Словно бы ветер прошел по храму, взвил занавес и смял ковер на полу. Курится в сизом дыму жертвенник – и дым над ним размыт ветром! – темно тлеют угли. Сама Екатерина, молодая, веселая, ничем от моря не отгороженная, она не только часть этой живой жизни – как раз от нее идет заряд энергии, сообщающий картине жизнь.
Вот какой представлялась она в то время обществу России. Очень обаятельна. Тогда – в свои лучшие годы – такой она и была.

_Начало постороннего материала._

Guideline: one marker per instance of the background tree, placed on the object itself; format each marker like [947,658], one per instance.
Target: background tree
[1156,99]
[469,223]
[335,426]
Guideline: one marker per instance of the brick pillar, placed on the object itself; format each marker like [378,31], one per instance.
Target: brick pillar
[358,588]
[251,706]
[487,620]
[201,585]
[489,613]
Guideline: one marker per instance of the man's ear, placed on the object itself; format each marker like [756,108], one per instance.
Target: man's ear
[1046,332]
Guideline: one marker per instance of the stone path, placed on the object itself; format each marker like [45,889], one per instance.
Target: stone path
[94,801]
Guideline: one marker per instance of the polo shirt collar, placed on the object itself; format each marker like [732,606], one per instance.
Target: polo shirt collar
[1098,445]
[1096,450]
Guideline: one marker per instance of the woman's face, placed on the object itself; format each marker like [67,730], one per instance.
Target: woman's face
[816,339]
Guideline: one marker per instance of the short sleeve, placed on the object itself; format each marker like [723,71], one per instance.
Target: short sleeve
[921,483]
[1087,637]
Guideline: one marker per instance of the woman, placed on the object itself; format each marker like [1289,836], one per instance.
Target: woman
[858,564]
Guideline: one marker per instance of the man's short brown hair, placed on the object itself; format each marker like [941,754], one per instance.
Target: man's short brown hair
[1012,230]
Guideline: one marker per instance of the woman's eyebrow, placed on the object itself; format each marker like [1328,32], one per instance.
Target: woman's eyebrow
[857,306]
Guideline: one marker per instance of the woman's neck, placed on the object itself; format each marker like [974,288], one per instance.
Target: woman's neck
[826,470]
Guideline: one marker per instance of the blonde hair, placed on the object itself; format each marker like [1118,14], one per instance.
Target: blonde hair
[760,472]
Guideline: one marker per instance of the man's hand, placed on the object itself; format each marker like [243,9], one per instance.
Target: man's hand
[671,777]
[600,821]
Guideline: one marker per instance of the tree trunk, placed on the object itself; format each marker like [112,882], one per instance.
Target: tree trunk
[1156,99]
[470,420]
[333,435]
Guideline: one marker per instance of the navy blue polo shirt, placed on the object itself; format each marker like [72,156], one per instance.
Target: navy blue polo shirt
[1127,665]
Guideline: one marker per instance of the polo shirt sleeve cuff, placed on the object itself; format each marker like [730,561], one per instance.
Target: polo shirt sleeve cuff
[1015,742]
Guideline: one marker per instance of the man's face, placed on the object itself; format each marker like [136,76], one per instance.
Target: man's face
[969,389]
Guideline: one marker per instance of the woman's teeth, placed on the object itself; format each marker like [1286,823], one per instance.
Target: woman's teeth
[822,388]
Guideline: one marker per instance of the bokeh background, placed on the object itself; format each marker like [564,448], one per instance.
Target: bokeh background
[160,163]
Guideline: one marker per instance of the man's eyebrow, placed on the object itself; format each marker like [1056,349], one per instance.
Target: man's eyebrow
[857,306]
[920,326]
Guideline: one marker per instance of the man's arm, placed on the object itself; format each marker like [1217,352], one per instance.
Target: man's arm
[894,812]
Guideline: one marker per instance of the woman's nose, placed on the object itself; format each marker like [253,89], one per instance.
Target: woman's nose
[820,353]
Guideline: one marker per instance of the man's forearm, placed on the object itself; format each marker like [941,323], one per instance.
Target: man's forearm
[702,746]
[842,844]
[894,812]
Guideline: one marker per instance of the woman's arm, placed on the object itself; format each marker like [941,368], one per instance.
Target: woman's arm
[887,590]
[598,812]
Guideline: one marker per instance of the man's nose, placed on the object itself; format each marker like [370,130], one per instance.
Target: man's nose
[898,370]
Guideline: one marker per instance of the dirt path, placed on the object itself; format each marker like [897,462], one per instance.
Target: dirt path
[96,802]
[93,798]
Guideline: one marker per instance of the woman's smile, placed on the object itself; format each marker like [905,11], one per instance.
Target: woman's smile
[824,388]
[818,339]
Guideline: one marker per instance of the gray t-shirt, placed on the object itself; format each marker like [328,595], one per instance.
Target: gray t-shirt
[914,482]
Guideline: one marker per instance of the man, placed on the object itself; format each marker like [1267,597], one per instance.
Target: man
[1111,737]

На следующий день, когда депутаты собрались (не где-нибудь, а в Грановитой палате) и началось чтение Наказа, они в порыве всеобщего энтузиазма решили поднести Екатерине титул «премудрой и великой матери отечества», а она ответила им со свойственной ей пунктуальностью: 1) на «великая» – о моих делах оставляю времени и потомкам беспристрастно судить; 2) на «премудрая» – никак себя таковой назвать не могу, ибо един Бог премудр; 3) на «матерь отечества» – любить Богом врученных мне подданных я за долг звания моего почитаю, быть любимой от них есть мое желание».
* * *
Работа Комиссии должна была идти двумя путями – в Большом собрании всех депутатов и в частных комиссиях. Руководящую роль в Комиссии Уложения играли уже знакомый нам генерал-прокурор Сената А. А. Вяземский и избранный депутатами маршал Комиссии – А. И. Бибиков, с которым нам еще предстоит познакомиться; немалую роль играл также директор дневных записей А. П. Шувалов, от которого зависело качество протоколов. Вокруг руководящих лиц, каким был генерал-прокурор, или комиссий, какой была Дирекционная, группировался обширный секретариат. Сенат направил сюда свыше ста своих делопроизводителей, а в качестве писцов и младших секретарей в Уложенной Комиссии работали студенты Московского университета, а также младшие офицеры гвардейских полков.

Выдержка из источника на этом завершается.